– Яромир, – пробормотал он в ответ, следуя за Емельяном Родовичем вглубь дома. – Спасибо вам огромное, Емельян Родович. Вы меня просто спасли.
Хозяин что-то буркнул вроде «Не за что», но Яромир уже почти не слушал. Его внимание полностью захватило то, что он увидел внутри.
Дом… Он был не похож ни на что, что Яромир видел раньше. Не бедный, не богатый, а какой-то… настоящий. Старинная, добротная мебель тёмного дерева, вышитые полотенца на стенах, медный самовар, поблёскивающий в углу. Но больше всего его поразили стены. Они были буквально усыпаны куклами.
Не обычными куклами, а старинными мотанками, оберегами. Их были десятки. Сделаны из лоскутов ткани, льняных нитей, соломы, украшены лентами, сухими травами, бусинами. У каждой – своё выражение «лица», свой наряд, своя загадочная статичность. Они висели везде: над дверями, у печи, вдоль стен. Одни были тёмные, выцветшие от времени, другие – казались свежее. Они молча наблюдали за вошедшим своими безглазыми, но невероятно выразительными «личинами». В полумраке комнаты, освещённой лишь керосиновой лампой да трепещущим пламенем в большой русской печи, они казались ожившими тенями, хранителями тишины и древних тайн этого дома.

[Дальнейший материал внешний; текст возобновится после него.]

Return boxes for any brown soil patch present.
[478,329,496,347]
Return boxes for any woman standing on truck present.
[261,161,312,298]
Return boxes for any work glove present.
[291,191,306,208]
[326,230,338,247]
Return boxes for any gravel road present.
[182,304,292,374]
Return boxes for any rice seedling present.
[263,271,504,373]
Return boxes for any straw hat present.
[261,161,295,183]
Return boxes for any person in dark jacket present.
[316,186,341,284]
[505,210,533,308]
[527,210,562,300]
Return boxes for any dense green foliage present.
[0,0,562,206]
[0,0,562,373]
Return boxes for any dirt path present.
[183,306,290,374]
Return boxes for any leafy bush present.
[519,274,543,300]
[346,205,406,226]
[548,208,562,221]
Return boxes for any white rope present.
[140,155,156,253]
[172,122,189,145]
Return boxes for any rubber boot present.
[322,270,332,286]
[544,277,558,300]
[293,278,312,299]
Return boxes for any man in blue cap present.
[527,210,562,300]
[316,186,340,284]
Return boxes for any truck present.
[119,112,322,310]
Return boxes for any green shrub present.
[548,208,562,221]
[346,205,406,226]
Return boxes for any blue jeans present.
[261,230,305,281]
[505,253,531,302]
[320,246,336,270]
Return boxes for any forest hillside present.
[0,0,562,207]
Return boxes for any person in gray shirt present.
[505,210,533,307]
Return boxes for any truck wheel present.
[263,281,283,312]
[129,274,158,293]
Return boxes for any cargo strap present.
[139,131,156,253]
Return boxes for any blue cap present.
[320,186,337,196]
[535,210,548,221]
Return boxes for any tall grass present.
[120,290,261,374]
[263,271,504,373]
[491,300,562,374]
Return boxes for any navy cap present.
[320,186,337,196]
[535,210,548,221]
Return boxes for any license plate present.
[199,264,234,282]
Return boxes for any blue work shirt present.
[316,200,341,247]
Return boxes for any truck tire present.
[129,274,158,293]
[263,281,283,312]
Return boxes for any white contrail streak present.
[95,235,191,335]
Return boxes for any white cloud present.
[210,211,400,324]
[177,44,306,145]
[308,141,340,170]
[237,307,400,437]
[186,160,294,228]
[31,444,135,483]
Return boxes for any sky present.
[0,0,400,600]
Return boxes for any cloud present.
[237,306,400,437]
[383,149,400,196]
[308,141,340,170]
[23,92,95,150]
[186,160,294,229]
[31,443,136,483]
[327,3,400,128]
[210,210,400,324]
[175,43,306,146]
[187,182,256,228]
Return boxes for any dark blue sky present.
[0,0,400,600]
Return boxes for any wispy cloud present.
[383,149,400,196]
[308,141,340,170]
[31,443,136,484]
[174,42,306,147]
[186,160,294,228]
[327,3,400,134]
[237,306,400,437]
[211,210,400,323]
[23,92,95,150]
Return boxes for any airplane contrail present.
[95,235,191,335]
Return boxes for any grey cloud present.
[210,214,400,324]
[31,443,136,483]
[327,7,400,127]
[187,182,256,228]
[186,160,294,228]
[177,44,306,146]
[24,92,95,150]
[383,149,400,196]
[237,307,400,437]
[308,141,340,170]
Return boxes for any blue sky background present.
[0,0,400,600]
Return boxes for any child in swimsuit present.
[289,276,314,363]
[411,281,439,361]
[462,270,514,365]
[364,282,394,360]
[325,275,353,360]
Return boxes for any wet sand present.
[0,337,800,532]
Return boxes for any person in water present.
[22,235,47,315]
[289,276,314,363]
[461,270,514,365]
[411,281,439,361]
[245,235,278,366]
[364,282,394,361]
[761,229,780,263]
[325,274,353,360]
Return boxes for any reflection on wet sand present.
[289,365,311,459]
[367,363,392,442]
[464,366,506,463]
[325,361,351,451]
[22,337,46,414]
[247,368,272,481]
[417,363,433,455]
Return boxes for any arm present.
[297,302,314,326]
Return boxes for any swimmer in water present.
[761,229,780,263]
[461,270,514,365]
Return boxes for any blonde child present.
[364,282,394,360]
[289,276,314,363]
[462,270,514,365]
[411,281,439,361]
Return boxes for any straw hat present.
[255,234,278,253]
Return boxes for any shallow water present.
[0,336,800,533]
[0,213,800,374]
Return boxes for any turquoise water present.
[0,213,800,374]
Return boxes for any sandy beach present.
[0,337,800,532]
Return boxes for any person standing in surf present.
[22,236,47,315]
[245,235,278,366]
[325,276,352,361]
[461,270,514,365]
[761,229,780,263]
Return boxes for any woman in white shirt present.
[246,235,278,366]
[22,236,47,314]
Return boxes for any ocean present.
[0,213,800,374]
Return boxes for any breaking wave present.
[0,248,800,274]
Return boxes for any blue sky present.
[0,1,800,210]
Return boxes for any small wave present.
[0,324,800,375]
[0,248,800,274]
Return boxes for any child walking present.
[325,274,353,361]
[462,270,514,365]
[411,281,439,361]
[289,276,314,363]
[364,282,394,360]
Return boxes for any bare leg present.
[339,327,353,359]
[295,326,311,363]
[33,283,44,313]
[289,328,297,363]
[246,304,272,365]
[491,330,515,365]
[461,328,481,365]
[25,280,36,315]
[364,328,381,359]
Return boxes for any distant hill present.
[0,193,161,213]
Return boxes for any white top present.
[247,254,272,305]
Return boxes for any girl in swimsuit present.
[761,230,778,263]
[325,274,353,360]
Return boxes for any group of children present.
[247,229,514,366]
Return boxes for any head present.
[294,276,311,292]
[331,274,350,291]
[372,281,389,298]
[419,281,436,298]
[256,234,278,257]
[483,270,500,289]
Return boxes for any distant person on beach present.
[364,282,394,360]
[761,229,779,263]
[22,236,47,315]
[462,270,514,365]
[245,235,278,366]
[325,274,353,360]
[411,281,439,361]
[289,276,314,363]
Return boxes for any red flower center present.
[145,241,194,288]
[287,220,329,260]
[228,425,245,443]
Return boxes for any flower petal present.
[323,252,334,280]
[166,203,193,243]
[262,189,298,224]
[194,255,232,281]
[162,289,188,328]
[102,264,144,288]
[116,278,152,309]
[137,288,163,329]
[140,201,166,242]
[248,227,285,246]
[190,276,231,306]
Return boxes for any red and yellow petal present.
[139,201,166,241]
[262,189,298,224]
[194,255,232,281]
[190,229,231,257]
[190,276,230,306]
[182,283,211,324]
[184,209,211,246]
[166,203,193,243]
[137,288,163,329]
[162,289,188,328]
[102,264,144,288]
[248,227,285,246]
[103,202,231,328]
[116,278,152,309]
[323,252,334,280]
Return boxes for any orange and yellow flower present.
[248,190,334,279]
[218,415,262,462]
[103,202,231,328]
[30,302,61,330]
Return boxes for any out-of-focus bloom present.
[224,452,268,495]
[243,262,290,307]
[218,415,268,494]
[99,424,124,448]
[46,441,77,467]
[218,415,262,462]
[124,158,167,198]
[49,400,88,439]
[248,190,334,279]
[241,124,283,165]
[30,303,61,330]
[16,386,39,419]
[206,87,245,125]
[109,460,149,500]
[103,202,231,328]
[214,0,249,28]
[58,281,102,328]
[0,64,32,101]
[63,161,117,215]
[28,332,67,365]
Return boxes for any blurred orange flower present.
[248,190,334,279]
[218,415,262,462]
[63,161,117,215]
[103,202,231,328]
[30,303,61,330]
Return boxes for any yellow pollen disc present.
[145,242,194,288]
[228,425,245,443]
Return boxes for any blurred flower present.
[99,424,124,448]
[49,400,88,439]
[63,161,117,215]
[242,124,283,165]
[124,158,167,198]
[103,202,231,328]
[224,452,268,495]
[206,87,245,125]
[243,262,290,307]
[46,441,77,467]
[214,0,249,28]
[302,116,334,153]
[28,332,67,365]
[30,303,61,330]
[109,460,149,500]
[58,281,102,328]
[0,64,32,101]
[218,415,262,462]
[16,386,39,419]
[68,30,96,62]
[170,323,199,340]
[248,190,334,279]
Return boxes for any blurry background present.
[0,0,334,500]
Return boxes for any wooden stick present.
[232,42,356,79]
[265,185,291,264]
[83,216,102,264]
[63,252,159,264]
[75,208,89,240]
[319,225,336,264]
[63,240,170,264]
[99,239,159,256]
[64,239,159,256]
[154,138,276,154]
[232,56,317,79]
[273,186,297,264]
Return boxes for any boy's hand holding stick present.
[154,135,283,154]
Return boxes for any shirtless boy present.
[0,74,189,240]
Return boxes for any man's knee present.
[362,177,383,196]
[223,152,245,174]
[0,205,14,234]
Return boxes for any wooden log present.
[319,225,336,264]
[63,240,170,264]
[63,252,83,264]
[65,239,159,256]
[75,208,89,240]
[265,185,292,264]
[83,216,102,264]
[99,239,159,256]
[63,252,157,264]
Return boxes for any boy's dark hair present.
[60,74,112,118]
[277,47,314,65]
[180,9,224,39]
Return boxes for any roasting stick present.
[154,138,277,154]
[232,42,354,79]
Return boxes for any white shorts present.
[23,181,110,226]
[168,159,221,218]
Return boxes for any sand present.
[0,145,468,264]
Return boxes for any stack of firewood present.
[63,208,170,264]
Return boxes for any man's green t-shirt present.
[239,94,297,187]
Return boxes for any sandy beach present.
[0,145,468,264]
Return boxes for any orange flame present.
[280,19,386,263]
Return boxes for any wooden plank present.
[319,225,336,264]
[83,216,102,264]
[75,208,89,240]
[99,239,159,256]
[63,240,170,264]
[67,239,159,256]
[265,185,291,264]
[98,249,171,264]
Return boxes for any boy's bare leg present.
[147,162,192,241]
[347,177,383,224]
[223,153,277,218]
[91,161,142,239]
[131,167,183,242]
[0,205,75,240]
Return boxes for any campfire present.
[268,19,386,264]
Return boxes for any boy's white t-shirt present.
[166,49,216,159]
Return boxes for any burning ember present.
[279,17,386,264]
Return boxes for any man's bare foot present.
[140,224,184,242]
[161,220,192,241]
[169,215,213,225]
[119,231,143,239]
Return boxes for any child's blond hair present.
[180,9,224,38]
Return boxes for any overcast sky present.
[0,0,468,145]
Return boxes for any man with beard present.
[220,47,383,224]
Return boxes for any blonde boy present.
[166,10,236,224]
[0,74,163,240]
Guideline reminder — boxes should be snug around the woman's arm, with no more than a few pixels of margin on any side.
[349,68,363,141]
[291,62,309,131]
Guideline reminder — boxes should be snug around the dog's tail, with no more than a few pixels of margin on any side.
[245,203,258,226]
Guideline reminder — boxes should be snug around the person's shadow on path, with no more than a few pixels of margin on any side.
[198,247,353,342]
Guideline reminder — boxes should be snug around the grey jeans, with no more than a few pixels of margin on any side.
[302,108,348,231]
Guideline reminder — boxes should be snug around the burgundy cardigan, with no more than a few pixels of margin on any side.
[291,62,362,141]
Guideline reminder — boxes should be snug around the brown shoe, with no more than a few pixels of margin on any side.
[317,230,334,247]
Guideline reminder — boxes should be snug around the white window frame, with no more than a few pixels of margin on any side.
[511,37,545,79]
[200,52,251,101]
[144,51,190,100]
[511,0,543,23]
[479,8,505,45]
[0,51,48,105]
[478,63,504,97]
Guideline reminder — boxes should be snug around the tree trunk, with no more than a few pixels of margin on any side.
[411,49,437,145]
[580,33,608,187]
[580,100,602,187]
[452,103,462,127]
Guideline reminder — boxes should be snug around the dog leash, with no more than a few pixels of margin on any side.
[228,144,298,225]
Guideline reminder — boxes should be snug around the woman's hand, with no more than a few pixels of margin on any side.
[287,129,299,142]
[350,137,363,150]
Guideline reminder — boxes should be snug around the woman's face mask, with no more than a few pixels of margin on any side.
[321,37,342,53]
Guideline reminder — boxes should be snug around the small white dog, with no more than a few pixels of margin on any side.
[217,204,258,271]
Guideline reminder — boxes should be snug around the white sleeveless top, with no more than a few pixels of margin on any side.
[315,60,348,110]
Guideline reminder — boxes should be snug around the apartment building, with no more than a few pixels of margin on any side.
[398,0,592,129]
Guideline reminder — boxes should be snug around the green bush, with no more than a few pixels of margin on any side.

Яромир замер, забыв на мгновение и холод, и сломанную машину, и всю свою городскую тоску. Он очутился в другом мире. Мире, где время текло иначе. Мире Емельяна Родовича и его немых украшений из ткани и ниток.
И впервые за долгое время где-то глубоко внутри, под слоем усталости и тревоги, шевельнулось тёплое, почти забытое чувство – умиротворение.
Тепло печи обволакивало Яромира, как мягкое одеяло, прогоняя остатки уличного холода. Он стоял посреди горницы, не в силах оторвать взгляд от стен. Куклы. Их было так много. Они висели повсюду: над массивным дубовым столом, возле огромной русской печи, украшенной изразцами с причудливыми синими узорами, по углам, у дверей, ведущих, видимо, в другие комнаты и на чердак. Большие и маленькие, смуглые, почти чёрные от времени, и более светлые, с ещё яркими лоскутами. Сделанные из грубого льна, мешковины, перевязанные красными, синими, зелёными нитями, украшенные сухими колосками, пучками трав, деревянными бусинами. У одних вместо лиц были просто перекрещенные нити, у других – намёченные стежками глаза и рот, смотрящие в пустоту с невозмутимым, древним спокойствием. Они не были красивыми в обычном смысле. Они были сильными. И молчаливыми. И от этого – слегка жутковатыми.